The system uses Gaussian splats for real-time rendering on various devices and offers precise camera control, differentiating it from frame-by-frame generation models.

While Marble currently uses individual Gaussian splats, future architectures could integrate physics by attaching physical properties or using spring-like couplings.
Methods explored for dynamics include predicting physical properties or regenerating entire scenes.
The discussion considers computational demands and the role of classical physics engines versus learned simulations in 3D scene generation.

Spatial intelligence is defined as a distinct form of intelligence from linguistic intelligence, inspired by Howard Gardner's theory.
It is crucial for interacting with the 3D world, exemplified by tasks like deducing DNA structure or grasping a mug.
Language is presented as a low-bandwidth channel for describing the rich 3D/4D world, contrasted with high-bandwidth visual and spatial perception optimized over millions of years.
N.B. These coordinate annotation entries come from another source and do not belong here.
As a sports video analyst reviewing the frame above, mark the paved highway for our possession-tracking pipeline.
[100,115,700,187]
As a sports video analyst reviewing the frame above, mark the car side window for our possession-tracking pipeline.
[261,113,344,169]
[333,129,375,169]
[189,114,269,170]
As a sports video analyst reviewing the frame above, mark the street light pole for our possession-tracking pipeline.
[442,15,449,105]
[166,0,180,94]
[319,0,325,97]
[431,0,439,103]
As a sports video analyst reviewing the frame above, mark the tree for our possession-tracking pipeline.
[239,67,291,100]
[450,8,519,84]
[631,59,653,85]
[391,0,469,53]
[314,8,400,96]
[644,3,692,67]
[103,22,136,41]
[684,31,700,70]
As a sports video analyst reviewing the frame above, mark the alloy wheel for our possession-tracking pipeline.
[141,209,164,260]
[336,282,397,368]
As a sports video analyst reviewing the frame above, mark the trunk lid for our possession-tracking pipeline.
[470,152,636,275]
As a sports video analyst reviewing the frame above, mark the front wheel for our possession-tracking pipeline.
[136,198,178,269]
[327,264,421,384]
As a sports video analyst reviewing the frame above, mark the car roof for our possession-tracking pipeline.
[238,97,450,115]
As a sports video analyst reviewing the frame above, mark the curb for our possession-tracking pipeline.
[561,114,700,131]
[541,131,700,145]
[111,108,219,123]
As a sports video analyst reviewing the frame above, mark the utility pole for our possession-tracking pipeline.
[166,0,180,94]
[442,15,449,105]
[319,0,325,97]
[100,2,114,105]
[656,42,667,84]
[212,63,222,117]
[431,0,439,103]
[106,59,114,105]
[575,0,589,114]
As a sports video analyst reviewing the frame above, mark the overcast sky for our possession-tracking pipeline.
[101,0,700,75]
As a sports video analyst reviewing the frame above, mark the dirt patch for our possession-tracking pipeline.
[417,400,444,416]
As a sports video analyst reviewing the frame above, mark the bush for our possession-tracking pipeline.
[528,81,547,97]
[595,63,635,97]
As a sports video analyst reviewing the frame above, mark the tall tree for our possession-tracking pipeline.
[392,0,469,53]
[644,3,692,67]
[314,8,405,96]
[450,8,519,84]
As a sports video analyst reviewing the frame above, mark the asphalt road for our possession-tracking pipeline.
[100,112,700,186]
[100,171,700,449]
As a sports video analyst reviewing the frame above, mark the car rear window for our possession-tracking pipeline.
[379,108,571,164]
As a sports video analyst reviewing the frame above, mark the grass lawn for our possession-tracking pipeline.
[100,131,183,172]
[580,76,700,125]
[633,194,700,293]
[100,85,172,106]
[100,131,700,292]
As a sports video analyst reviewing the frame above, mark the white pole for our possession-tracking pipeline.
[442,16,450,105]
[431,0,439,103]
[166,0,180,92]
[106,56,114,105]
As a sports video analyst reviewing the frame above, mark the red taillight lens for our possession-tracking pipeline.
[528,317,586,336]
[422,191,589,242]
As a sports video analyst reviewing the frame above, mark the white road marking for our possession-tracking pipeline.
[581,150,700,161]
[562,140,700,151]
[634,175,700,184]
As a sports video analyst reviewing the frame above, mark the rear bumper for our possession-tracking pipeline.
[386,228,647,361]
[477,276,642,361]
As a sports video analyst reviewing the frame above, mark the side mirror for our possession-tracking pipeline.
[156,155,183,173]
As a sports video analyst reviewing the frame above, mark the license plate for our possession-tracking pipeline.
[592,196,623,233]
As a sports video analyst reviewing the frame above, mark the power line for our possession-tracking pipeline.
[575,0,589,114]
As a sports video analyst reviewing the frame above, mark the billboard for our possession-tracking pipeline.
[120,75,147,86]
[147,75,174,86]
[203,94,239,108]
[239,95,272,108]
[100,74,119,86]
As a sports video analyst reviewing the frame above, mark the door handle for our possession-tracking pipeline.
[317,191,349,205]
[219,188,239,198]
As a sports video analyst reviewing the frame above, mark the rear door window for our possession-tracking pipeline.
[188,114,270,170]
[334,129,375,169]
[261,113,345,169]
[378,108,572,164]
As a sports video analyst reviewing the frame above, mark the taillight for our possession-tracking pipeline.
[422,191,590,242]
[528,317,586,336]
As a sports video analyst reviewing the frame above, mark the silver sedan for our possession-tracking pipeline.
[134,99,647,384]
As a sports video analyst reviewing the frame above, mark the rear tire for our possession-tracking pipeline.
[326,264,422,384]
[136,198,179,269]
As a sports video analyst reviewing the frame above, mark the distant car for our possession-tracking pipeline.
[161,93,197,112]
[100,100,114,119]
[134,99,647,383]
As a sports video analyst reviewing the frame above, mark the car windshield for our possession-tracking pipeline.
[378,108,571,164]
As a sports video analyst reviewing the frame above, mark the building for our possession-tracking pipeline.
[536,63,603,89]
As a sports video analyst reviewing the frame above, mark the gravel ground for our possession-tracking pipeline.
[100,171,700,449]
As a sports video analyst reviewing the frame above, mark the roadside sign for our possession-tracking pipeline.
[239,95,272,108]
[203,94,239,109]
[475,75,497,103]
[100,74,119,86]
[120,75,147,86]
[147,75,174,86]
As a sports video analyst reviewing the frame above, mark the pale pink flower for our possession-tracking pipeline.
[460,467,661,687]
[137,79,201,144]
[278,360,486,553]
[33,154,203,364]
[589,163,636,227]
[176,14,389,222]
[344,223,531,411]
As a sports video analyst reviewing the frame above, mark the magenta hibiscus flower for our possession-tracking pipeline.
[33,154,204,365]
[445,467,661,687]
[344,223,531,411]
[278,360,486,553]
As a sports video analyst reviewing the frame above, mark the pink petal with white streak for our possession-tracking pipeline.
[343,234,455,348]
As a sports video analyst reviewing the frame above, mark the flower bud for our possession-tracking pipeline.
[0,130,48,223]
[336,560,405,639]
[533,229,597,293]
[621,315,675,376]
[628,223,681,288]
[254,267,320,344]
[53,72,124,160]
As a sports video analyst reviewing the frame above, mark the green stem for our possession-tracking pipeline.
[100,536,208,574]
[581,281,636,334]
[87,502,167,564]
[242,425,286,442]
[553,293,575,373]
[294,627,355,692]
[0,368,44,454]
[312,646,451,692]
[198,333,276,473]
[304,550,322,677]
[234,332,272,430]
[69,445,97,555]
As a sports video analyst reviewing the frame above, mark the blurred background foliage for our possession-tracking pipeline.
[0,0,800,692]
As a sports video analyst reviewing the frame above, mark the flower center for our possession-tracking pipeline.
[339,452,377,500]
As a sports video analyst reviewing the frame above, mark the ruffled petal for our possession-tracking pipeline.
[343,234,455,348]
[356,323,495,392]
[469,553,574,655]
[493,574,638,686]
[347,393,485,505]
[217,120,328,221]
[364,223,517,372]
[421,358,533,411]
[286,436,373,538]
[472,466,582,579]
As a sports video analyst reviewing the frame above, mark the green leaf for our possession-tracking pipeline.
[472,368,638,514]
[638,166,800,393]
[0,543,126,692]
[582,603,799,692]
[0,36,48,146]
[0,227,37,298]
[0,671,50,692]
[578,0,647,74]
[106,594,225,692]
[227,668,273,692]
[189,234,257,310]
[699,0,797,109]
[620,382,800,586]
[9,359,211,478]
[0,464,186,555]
LLMs excel at abstract language tasks but may bypass crucial embodied, spatial understanding, as shown by benchmarks requiring physical reasoning.
Multimodal approaches, where language models accept spatial inputs like those used by World Labs' Marble, are a viable path forward.
Future AI systems aim to converge spatial and language intelligence, with language interaction remaining pragmatically useful.

The discussion clarifies that transformers are fundamentally set models, not sequence models.
Their operations are token-wise or permutation-equivariant through the attention mechanism.
Order is typically injected into transformers via positional embeddings.